Mais la Cour de cassation n’est pas du même avis, elle casse et annule l’arrêt de la cour d’appel renvoyant les deux parties devant une nouvelle cour d’appel, autrement composée.

Les juges considèrent que la prime en litige devait être considérée comme illicite, tenant compte au fait qu’elle dépendait notamment des distances parcourues et des délais de livraison. 

Extrait de l’arrêt :

Qu'en statuant ainsi, alors qu'il résultait de ses constatations que la prime en litige dépendait notamment des distances parcourues et des délais de livraison, ce dont elle aurait dû en déduire le caractère illicite nonobstant la prise en compte des temps d'attente, la cour d'appel a violé les textes susvisés ; (…)

PAR CES MOTIFS :
CASSE ET ANNULE, mais seulement en ce qu'il déboute M. X... de sa demande en paiement d'un rappel de salaire, des honoraires d'expert-comptable et de dommages-et-intérêts pour communication erronée d'attestations de salaire, l'arrêt rendu le 9 octobre 2012, entre les parties, par la cour d'appel de Versailles ; remet, en conséquence, sur ce point, la cause et les parties dans l'état où elles se trouvaient avant ledit arrêt et, pour être fait droit, les renvoie devant la cour d'appel de Versailles, autrement composée ;

Cour de cassation du , pourvoi n°12-29235

Commentaire de LégiSocial

La présente affaire est pour nous l’occasion d’aborder les clauses interdites ou réglementées.

Les clauses interdites

S’il est important de connaître la manière dont certaines clauses doivent être rédigées, il est plus qu’important de connaître celles qui sont formellement interdites. 

Clauses d’indexation 

L’indexation des salaires consiste à conditionner l’augmentation du salaire par rapport à un indice extérieur, qui se traduit le plus souvent par l’insertion d’une clause dans le contrat de travail. 
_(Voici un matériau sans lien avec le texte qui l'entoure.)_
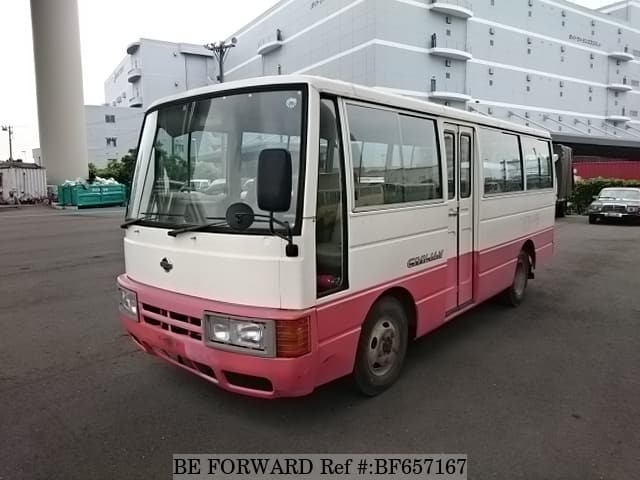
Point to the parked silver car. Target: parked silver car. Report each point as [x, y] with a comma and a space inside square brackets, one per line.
[615, 203]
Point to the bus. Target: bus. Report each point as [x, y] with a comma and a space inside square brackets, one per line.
[348, 221]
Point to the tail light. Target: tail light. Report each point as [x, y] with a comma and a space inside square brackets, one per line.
[292, 338]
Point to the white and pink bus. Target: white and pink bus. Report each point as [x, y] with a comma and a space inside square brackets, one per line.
[284, 232]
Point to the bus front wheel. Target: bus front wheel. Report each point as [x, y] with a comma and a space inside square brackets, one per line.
[514, 295]
[382, 347]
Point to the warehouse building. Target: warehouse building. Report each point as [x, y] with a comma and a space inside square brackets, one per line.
[151, 69]
[544, 63]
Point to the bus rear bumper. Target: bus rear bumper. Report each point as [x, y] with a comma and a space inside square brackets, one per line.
[241, 373]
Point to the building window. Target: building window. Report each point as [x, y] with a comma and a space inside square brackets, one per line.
[501, 161]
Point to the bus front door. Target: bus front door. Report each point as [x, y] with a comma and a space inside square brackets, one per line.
[458, 143]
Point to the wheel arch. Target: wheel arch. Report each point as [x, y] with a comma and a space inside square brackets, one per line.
[530, 249]
[408, 304]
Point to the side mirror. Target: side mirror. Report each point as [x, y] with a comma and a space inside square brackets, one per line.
[274, 180]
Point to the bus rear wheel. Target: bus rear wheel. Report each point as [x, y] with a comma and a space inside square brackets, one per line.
[382, 347]
[514, 295]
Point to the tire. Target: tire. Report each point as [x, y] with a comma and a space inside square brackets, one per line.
[382, 347]
[514, 295]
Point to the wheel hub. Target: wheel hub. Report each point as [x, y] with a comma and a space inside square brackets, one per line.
[384, 344]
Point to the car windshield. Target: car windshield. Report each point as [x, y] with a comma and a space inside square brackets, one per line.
[197, 158]
[619, 194]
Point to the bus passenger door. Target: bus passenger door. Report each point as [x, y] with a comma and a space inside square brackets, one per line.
[458, 146]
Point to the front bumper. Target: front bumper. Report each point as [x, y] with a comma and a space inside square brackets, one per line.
[180, 343]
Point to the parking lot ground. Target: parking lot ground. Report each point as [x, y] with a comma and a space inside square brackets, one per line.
[550, 390]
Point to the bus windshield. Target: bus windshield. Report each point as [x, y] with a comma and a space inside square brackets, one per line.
[198, 157]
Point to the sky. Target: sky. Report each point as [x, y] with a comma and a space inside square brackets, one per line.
[106, 28]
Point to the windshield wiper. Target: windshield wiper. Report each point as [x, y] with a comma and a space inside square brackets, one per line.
[220, 221]
[147, 216]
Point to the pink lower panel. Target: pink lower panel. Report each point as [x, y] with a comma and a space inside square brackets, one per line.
[427, 290]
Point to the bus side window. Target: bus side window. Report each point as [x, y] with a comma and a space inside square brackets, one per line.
[330, 231]
[449, 149]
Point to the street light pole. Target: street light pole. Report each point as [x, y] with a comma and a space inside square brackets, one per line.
[220, 51]
[9, 129]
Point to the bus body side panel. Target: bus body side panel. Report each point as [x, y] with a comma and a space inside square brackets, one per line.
[406, 244]
[506, 223]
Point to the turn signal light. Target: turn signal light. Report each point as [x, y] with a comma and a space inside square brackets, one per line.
[292, 338]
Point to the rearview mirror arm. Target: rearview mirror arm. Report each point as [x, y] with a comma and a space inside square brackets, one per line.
[291, 249]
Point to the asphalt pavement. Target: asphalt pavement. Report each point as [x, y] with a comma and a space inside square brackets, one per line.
[550, 390]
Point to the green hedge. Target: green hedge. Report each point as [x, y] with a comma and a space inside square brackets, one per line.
[585, 190]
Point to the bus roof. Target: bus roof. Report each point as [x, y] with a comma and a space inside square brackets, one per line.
[359, 92]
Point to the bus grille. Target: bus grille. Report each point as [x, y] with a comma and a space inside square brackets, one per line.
[174, 322]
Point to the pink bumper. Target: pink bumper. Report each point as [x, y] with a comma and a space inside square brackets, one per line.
[170, 328]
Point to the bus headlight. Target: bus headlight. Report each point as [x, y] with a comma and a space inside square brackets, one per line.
[129, 303]
[232, 333]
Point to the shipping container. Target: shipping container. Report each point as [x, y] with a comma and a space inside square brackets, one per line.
[26, 182]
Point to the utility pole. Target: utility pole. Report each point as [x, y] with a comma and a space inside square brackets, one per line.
[9, 129]
[220, 51]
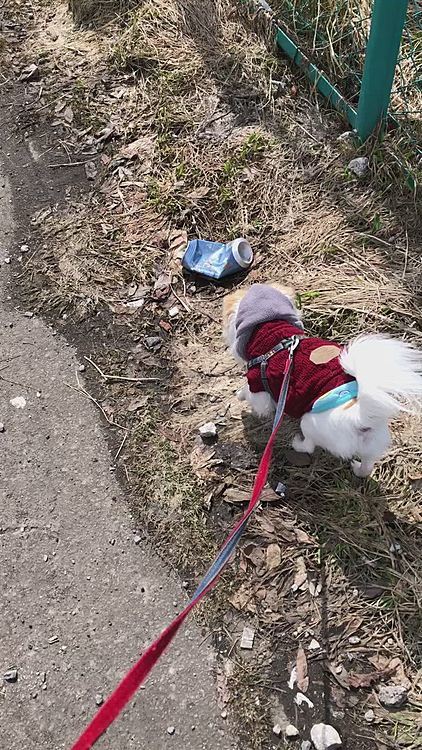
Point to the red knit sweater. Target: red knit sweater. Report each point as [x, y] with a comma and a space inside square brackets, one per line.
[308, 380]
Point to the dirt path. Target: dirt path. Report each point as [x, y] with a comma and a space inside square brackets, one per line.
[81, 594]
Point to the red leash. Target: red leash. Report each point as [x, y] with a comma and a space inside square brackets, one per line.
[136, 676]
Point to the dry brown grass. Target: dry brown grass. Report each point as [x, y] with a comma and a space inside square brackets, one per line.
[234, 144]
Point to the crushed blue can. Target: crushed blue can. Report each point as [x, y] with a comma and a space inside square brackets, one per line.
[217, 259]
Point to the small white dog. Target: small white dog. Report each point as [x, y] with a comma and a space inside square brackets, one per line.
[343, 396]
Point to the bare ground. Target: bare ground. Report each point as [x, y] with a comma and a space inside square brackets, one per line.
[187, 124]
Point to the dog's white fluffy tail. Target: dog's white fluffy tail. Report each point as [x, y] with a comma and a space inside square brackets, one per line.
[388, 372]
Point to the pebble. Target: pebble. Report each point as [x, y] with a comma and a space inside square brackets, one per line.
[359, 166]
[392, 696]
[291, 731]
[208, 430]
[314, 645]
[11, 675]
[325, 737]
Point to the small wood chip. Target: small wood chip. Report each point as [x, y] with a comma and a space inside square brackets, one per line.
[248, 637]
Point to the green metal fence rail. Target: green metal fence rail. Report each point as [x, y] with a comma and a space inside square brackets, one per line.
[364, 56]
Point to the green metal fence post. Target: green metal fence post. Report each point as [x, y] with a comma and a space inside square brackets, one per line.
[388, 18]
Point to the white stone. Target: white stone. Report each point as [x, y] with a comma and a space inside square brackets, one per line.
[208, 430]
[291, 731]
[392, 696]
[325, 737]
[359, 166]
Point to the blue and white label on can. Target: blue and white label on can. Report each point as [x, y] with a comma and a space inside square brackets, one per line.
[216, 259]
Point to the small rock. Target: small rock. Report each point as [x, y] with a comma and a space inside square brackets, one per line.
[392, 696]
[208, 430]
[154, 343]
[11, 675]
[314, 645]
[281, 489]
[248, 637]
[19, 402]
[325, 737]
[30, 73]
[359, 166]
[291, 731]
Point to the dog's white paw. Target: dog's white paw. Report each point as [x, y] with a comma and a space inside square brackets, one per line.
[360, 469]
[302, 445]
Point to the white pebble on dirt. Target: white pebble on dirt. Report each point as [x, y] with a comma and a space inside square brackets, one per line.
[392, 696]
[291, 731]
[325, 737]
[208, 430]
[19, 402]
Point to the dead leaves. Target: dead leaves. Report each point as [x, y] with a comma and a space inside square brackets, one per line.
[273, 556]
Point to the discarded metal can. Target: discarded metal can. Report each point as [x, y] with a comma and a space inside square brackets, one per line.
[217, 259]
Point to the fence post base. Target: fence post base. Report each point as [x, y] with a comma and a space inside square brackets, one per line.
[388, 18]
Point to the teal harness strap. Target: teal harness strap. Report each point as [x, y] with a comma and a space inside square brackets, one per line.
[336, 397]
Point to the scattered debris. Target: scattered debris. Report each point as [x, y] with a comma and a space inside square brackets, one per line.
[30, 73]
[281, 489]
[359, 166]
[19, 402]
[248, 637]
[293, 678]
[325, 737]
[208, 430]
[300, 698]
[11, 675]
[277, 730]
[302, 670]
[392, 696]
[314, 645]
[273, 556]
[291, 731]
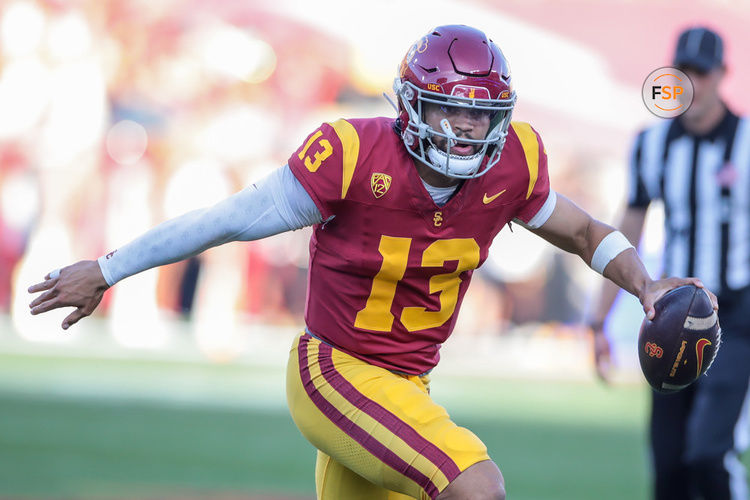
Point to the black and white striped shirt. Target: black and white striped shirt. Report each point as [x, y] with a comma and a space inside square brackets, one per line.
[704, 182]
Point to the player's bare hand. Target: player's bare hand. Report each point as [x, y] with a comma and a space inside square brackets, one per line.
[656, 290]
[80, 285]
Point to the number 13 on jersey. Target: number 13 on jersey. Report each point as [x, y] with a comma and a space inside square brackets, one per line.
[377, 315]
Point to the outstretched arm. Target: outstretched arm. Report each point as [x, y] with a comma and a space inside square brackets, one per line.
[276, 204]
[575, 231]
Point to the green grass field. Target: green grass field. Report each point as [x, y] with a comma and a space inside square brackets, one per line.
[108, 428]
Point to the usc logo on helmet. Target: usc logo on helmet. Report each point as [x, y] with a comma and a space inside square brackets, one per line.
[653, 350]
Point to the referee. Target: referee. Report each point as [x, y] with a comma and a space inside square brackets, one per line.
[699, 165]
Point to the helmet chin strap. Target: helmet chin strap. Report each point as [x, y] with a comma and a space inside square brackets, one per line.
[448, 164]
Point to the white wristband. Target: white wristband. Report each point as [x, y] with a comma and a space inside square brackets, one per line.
[610, 247]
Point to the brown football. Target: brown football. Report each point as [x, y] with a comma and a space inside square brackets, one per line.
[682, 340]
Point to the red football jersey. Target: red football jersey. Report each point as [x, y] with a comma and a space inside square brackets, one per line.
[389, 270]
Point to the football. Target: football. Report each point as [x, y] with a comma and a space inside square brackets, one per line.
[681, 342]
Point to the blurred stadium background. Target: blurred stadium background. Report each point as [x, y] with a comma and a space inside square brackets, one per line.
[118, 114]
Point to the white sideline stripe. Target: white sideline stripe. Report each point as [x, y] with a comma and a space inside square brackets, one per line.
[694, 323]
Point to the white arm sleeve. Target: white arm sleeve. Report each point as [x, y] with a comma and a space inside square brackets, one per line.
[273, 205]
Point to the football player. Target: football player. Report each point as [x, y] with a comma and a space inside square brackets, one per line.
[404, 210]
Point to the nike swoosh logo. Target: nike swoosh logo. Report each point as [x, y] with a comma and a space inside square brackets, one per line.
[489, 199]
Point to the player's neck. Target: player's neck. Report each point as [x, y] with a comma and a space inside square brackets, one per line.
[434, 178]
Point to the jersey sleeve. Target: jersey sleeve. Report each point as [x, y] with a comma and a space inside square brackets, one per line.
[324, 164]
[638, 195]
[538, 189]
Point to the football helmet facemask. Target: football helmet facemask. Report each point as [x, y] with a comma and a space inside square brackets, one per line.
[460, 70]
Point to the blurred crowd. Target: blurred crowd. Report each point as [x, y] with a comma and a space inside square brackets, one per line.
[117, 115]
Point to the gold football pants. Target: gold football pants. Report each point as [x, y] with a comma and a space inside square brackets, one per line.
[379, 434]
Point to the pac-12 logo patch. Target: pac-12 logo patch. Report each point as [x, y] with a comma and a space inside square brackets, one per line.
[380, 184]
[654, 350]
[699, 346]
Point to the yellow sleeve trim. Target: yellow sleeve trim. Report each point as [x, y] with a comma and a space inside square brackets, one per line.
[530, 144]
[350, 143]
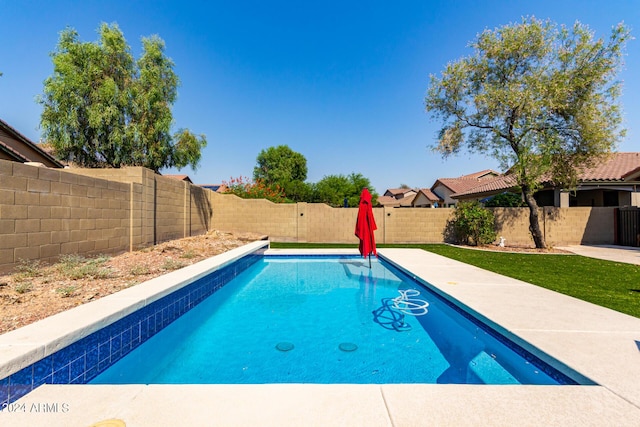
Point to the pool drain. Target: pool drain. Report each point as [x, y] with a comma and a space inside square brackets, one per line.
[284, 346]
[348, 347]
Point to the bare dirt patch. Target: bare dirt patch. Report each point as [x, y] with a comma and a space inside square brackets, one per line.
[34, 291]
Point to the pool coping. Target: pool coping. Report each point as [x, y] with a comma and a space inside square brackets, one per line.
[599, 343]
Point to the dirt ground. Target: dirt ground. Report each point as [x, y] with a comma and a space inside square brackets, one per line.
[34, 291]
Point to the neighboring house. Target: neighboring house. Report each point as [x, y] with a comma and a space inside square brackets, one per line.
[16, 147]
[426, 199]
[613, 182]
[445, 188]
[217, 188]
[397, 197]
[180, 178]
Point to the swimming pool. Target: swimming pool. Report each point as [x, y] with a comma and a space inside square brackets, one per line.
[327, 319]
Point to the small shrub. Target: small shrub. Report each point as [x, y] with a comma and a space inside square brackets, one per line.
[189, 255]
[24, 287]
[139, 270]
[29, 268]
[171, 264]
[473, 224]
[66, 291]
[77, 267]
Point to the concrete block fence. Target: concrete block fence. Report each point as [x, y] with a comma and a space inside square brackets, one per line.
[46, 213]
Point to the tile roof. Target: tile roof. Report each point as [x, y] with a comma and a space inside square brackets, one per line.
[466, 182]
[430, 195]
[490, 186]
[393, 202]
[179, 177]
[18, 147]
[395, 192]
[617, 167]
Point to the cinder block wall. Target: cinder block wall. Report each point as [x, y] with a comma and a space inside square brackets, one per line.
[45, 213]
[278, 221]
[405, 225]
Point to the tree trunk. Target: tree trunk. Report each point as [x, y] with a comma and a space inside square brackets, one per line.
[534, 225]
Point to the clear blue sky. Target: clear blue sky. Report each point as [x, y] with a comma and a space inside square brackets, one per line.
[341, 82]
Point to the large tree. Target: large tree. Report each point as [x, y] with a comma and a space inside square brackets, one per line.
[104, 109]
[280, 165]
[540, 98]
[333, 189]
[283, 167]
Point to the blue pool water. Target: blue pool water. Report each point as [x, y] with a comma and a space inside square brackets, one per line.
[326, 320]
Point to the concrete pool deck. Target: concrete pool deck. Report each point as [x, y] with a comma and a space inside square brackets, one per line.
[601, 344]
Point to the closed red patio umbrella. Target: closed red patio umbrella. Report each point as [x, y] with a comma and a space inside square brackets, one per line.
[366, 225]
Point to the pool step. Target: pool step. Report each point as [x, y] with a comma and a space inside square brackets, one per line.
[483, 369]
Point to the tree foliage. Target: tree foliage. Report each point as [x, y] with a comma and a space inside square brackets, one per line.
[332, 190]
[505, 200]
[256, 189]
[104, 109]
[280, 165]
[541, 99]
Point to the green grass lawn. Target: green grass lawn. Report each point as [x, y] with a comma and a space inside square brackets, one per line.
[609, 284]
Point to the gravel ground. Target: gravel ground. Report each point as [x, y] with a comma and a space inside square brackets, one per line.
[35, 291]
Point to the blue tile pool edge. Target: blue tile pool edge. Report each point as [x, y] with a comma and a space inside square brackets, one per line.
[84, 359]
[551, 366]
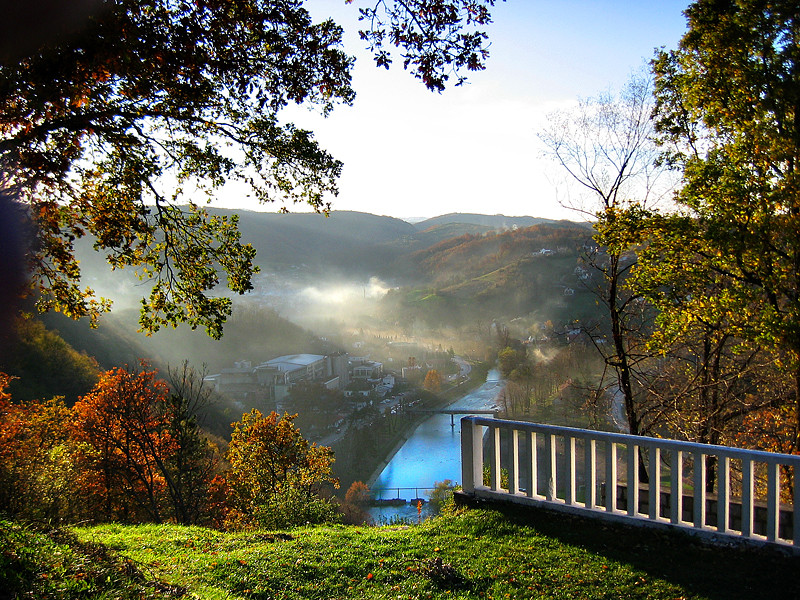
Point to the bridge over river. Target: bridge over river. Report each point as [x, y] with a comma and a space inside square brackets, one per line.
[455, 411]
[432, 453]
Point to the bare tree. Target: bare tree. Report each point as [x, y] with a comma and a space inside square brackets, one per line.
[605, 146]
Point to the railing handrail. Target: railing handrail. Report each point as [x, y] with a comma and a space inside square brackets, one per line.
[641, 440]
[542, 464]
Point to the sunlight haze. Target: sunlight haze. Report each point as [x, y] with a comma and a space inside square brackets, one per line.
[409, 153]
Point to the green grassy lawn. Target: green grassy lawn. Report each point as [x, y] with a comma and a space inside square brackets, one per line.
[478, 554]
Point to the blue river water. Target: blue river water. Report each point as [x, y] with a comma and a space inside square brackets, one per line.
[431, 454]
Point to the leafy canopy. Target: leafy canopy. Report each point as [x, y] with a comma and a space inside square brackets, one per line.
[122, 130]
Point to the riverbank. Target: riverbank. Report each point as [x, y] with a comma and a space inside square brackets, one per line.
[366, 452]
[476, 378]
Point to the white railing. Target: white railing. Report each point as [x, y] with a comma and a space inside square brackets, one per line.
[600, 473]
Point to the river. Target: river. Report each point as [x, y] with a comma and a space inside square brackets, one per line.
[431, 454]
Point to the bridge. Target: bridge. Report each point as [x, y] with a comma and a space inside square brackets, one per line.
[455, 411]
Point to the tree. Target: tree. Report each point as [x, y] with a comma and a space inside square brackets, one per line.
[39, 476]
[276, 476]
[606, 147]
[121, 130]
[727, 103]
[194, 460]
[124, 430]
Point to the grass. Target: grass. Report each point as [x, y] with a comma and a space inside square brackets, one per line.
[478, 554]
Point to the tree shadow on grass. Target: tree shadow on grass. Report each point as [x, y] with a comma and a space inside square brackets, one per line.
[715, 571]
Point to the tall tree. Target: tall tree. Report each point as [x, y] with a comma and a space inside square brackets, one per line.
[123, 128]
[606, 147]
[126, 440]
[727, 105]
[194, 460]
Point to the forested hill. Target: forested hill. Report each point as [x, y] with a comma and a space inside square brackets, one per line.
[354, 242]
[499, 222]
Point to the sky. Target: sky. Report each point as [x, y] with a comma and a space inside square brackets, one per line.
[412, 153]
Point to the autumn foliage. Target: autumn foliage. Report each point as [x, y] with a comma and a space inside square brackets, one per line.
[131, 450]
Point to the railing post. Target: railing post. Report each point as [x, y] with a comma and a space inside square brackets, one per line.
[699, 489]
[747, 497]
[590, 477]
[513, 476]
[569, 459]
[633, 479]
[676, 487]
[532, 483]
[495, 482]
[471, 455]
[773, 500]
[654, 495]
[550, 466]
[796, 506]
[611, 476]
[723, 493]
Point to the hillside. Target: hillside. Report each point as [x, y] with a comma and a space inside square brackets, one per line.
[533, 271]
[497, 222]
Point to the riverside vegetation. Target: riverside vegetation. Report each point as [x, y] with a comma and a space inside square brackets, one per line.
[467, 554]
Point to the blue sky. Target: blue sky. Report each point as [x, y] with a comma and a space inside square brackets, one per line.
[408, 152]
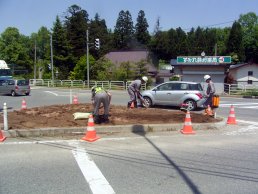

Il est interdit d’indexer la rémunération du salarié sur: 

  • Le SMIC ;
  • Le niveau général des prix ;
  • Le niveau général des salaires ;
  • Le prix des biens et services sans rapport avec l’activité de l’entreprise. 

Article L3231-3

Sont interdites, dans les conventions ou accords collectifs de travail, les clauses comportant des indexations sur le salaire minimum de croissance ou des références à ce dernier en vue de la fixation et de la révision des salaires prévus par ces conventions ou accords.

  

Clause « transfert de charges patronales » 

Est interdite toute clause transférant le poids des contributions patronales sur le salaire versé.

Exemple :

Une clause qui prévoyait la déduction des cotisations patronales sur les commissions versées à un salarié est déclarée nulle par la Cour de cassation.

Cour de cassation du 17/10/2000 n° 98-45669

Article L241-8

Modifié par Loi n°88-16 du 5 janvier 1988 - art. 1 (V) JORF 6 janvier 1988

La contribution de l'employeur reste exclusivement à sa charge, toute convention contraire étant nulle de plein droit. 

 

Prise d’acte justifiée quand le contrat de travail prévoit la prise en charge par le salarié des frais professionnels 

C’est ainsi que la Cour de cassation s’est prononcée récemment, l’affaire concernait un salarié VRP pour lequel le contrat de travail prévoyait la prise en charge des frais professionnels par le salarié, ainsi que l’éventuelle prise en charge des cadeaux offerts à la clientèle.

Extrait de l’arrêt

Qu'en statuant ainsi, alors que la clause, qui faisait dépendre le montant du remboursement de frais exposés par le salarié pour les besoins de son activité professionnelle dans l'intérêt de l'employeur d'un élément sans rapport avec leur coût, était nulle, la cour d'appel, qui n'a pas tiré les conséquences légales de ses propres constatations, a violé le principe susvisé ;

Cour de cassation du 19/09/2013, pourvoi n° 12-15996 

Vous pouvez retrouver cet arrêt en détails en cliquant ici.  

Clause « couperet »

La clause couperet est celle qui prévoit la mise à la retraite automatique du salarié dès lors qu’il a atteint un certain âge.

Cette clause est interdite comme le confirme un arrêt de la Cour de cassation.

Cour de cassation du 1/02/1995 n° 90-42365

Clause portant atteinte aux droits fondamentaux 

Sont visées ici toutes les clauses prévoyant le renoncement du salarié à l’exercice d’un droit fondamental.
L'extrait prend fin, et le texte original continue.